Sable’s voice goes quieter. “High Lantern.”

The words land like a blade sliding between ribs.

So it’s real. Not just a title. Not just a rumor. A key signature embedded in a dead-man packet carried in a soldier’s jaw.

I stare at the implant and feel the shape of the war shift again.

Not just syndicates.

Not just bribed officials.

This is an intergovernmental bridge. A conduit between the Nine and something Council-tier. Something that can sign procurement orders and route comm keys and deploy trained operatives like they’re moving chess pieces.

I straighten slowly.

“The bait worked,” I murmur.

Fyr’s voice, sharp. “And now you kill him.”

“No,” I repeat, tired of saying it and still unwilling to change it.

Fyr growls. “You keep collecting liabilities like trophies.”

“I keep collecting leverage,” I snap back.

I look at the agent. His eyes are still burning with hatred, locked on mine like he’s trying to memorize my face for the afterlife.

“You won’t talk,” I say.

He doesn’t blink.

“Fine,” I reply. “We don’t need your mouth.”
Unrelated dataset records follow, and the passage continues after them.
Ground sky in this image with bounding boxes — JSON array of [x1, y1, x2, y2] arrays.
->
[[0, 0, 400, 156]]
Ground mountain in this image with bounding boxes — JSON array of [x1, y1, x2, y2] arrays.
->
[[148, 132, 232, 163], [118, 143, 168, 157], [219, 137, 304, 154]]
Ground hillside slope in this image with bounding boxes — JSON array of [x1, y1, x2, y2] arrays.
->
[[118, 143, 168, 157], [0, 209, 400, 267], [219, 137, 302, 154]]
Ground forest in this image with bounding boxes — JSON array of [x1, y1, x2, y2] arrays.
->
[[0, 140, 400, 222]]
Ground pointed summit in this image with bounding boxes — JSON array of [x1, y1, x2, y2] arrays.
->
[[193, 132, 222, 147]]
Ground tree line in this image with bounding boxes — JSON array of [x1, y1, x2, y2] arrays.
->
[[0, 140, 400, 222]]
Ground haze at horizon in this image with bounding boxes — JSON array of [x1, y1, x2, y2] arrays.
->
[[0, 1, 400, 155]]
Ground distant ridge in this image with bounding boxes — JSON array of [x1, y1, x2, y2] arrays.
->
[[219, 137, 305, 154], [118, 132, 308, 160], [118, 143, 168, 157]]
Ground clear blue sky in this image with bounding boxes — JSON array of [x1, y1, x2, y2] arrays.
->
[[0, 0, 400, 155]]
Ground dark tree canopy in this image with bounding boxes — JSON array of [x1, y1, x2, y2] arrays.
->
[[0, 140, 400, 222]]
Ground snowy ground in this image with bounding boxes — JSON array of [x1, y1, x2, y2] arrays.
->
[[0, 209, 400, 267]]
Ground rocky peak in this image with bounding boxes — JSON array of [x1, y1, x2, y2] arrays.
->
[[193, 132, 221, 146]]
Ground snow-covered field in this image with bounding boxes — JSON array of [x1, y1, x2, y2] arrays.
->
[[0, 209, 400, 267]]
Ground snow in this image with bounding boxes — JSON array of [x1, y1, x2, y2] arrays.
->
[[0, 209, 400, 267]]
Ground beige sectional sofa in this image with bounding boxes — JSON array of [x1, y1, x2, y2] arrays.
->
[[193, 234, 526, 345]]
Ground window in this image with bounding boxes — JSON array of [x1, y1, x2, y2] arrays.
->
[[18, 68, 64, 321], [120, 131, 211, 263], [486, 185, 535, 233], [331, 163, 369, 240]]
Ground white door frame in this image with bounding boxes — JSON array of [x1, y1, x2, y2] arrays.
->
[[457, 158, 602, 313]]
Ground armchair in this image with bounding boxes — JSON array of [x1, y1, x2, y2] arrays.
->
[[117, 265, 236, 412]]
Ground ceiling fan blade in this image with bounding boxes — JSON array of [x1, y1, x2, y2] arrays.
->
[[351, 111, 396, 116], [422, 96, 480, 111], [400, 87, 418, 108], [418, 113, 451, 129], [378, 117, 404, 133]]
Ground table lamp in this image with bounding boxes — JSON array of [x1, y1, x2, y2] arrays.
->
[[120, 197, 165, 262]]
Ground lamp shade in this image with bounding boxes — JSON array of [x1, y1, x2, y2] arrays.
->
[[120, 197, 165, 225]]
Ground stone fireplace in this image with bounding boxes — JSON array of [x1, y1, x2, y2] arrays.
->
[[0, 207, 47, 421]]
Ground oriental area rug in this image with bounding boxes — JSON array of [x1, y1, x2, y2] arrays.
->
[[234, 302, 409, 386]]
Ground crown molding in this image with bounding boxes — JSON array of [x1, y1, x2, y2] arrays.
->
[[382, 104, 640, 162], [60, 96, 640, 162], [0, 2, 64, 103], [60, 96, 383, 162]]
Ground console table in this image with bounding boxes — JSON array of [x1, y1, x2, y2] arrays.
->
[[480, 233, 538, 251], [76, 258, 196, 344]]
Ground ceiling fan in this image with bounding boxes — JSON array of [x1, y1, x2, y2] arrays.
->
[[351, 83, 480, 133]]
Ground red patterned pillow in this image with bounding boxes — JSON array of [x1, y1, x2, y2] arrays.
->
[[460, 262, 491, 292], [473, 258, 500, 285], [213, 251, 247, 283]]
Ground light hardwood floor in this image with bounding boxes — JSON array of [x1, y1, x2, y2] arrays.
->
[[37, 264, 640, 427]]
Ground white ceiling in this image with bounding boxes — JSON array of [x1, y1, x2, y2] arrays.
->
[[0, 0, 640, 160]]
Sable pings again. “I’m seeing embedded directives in the packet. I can’t decrypt, but I can read the top-level header.”

“Read it,” I order.

Her voice is tight, reverent in the way people get when they touch something above their pay grade.

“Directive: deliver proof to Alliance High Command liaison.”

I go very still.

My tongue tastes like metal again.

Alliance High Command liaison.

So Morazin didn’t just have a handler. He had a pipeline. And the Nine isn’t merely cooperating with corruption—they’re exchanging deliverables with someone inside command structure.

We can’t just expose the Nine.

We have to expose the bridge.

The intergovernmental throat that keeps feeding them.